At one point I picked up a calf strain and couldn’t run for 12 weeks. When I eventually made my comeback I decided to start running at a slower pace, just like my friends did. It was difficult at first. I’d be jogging along thinking: “This isn’t even training. What’s the point?”.
Still, I carried on doing it for six days per week and I soon racked up eight weeks of injury free running. No strains, no soreness, no worries.
That was rare for me. And I was soon able to throw in a couple of faster workouts each week, in addition to my four slower runs.
Six weeks later the running group held a beer and pizza night. I drank five large beers (a lot for me) and I drunkenly fell into bed at around midnight.
During our pizza meal we’d arranged to meet the next morning at 8am for our local 5km timed Park Run event.

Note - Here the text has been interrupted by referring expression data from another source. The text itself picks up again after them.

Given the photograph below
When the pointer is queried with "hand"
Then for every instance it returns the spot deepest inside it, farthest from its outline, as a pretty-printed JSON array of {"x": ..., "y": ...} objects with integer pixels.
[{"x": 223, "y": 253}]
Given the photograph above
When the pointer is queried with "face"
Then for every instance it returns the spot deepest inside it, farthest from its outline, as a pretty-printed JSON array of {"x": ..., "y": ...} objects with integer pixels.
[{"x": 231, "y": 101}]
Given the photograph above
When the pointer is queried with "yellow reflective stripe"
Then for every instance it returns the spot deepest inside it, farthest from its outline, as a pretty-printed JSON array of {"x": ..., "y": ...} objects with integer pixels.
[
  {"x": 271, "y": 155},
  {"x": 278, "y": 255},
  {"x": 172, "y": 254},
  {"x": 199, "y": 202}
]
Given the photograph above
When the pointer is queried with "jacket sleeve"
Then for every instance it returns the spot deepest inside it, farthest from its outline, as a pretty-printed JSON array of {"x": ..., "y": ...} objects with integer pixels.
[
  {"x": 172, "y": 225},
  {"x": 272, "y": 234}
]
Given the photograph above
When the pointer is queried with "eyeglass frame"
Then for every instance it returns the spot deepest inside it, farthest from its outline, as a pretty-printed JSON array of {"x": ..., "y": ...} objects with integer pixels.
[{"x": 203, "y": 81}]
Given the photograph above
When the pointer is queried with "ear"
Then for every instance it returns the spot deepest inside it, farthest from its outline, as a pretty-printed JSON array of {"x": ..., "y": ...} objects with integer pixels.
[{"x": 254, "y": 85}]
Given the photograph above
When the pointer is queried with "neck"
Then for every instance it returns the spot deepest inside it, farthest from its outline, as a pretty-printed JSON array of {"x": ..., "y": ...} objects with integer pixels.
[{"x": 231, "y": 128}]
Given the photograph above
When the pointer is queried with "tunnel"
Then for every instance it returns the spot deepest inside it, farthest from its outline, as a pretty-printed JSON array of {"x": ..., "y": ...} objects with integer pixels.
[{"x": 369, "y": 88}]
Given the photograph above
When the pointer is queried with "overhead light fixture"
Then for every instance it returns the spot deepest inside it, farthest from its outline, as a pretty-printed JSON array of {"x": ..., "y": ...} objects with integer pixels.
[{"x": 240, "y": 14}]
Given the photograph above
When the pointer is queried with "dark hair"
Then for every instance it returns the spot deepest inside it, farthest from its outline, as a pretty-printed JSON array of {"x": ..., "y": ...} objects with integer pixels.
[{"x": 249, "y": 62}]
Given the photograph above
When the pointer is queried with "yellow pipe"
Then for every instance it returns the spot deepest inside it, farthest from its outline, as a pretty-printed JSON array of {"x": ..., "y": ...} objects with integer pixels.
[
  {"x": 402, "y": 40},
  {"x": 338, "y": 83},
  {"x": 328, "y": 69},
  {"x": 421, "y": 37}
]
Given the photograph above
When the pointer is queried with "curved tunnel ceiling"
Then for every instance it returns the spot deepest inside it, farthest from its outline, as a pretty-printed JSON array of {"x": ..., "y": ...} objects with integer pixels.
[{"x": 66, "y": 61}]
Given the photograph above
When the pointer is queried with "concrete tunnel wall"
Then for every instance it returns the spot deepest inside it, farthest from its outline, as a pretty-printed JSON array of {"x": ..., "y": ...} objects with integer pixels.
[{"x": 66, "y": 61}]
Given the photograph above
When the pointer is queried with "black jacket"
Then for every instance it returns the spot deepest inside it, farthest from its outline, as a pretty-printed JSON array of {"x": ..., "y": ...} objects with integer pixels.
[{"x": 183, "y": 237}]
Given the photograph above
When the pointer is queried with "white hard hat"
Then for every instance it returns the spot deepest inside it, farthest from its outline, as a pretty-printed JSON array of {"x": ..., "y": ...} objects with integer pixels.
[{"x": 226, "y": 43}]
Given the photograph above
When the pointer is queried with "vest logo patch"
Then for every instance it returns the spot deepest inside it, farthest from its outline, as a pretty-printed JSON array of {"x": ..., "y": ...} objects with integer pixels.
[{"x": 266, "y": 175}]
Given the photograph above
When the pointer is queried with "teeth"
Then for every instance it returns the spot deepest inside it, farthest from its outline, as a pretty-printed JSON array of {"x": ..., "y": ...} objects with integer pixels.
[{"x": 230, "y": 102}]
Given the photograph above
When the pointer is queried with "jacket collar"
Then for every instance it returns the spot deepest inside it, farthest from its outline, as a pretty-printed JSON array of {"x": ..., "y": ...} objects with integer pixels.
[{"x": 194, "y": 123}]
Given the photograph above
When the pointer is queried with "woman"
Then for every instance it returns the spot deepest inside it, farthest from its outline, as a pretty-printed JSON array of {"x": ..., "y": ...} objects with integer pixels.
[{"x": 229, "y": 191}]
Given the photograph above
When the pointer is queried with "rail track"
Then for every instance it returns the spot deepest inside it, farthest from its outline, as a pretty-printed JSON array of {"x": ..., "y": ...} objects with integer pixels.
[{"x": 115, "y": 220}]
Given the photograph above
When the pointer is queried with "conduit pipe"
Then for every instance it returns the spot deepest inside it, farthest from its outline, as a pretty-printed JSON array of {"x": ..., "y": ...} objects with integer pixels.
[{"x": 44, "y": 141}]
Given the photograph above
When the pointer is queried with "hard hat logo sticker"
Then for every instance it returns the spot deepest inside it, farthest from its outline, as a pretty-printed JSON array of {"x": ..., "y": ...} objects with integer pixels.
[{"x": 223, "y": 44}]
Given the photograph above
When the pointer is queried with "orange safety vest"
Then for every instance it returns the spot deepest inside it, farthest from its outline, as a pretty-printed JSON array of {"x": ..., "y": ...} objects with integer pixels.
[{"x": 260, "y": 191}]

It seemed like a great idea at the time, but when my alarm went at 6:45am I was seriously regretting it.
I nearly missed the start and was still carrying my sweater, phone and headphones when the race started. I was happy to see three of the other guys had also made the start line. They didn’t look as bad as me.
The start gun went and two of them raced into the lead. I ran at what felt like a slow pace, worried I might get sick. It was a hot day too.
Thankfully the race soon ended. I was third finisher and my friends came first, second and fourth. I looked down at my watch, expecting to see a relatively slow time. And it said 16:42 for 5km, which came as a big shock. It wasn’t a personal best, but it was one of the fastest times I’d run for a while.
The following weekend I went to another Park Run, this time without a hangover, and ran 16:21 for 5km. Clearly something was working with my training. Perhaps it was to do with running slower in training.
So what are the benefits of doing most of your runs at an easier pace?
⁃ Less post run fatigue, so you’re fresher each day
⁃ Less musculoskeletal stress, so less injury risk
⁃ The runs hurt less, which makes them motivationally easier.
There are a couple of physiological benefits to slower runs too. One is that they improve your ability to use fat efficiently as a fuel. This means you can go for longer, while preserving your precious reserves of stored glycogen (your go-fast fuel).
The other benefit is that slower workouts help to increase your capacity to clear lactate and re-use it for energy creation. Lactate is a by-product of exercise and when it accumulates it increases your fatigue levels.
When I coach athletes we call talk about “Zone 2” training, referring to all the slower stuff. It is an intensity that has been defined as feeling Easy to Steady.
If you want to work with numbers, you would express your Zone 2 as a range, for example a pace of 7:30 to 8 mins per mile. Or 130 to 140 heart beats per minute.
Most athletes (particularly men) believe they need to train at the top of their Zone 2, or slightly above it. As if training harder is always better. “No pain, no gain.” However it’s usually better to train at the lower end of your Zone 2 range. You get similar benefits without as much fatigue or injury risk.
So what does your Zone 2 look like? It’s important that you work this out, rather than just guessing it. You can either use heart rate or pace as your intensity measure.
For heart-rate based training, you can use your maximum heart rate as a guide. Whereas to use pace as your guide, you’ll need to know your current threshold running pace.
And once you know what your Zone 2 range looks like, you should aim to do at least 80% of your training at that level. Once you’ve built up your slower running, you can introduce one or two sessions per week that involve faster running, such as fast reps, a short race or a tempo run.
By running in Zone 2 most of the time, you can build greater consistency. This means fewer setbacks and a gradual upwards trajectory of fitness. It’s worked for me and I’m enjoying my runs more as a result.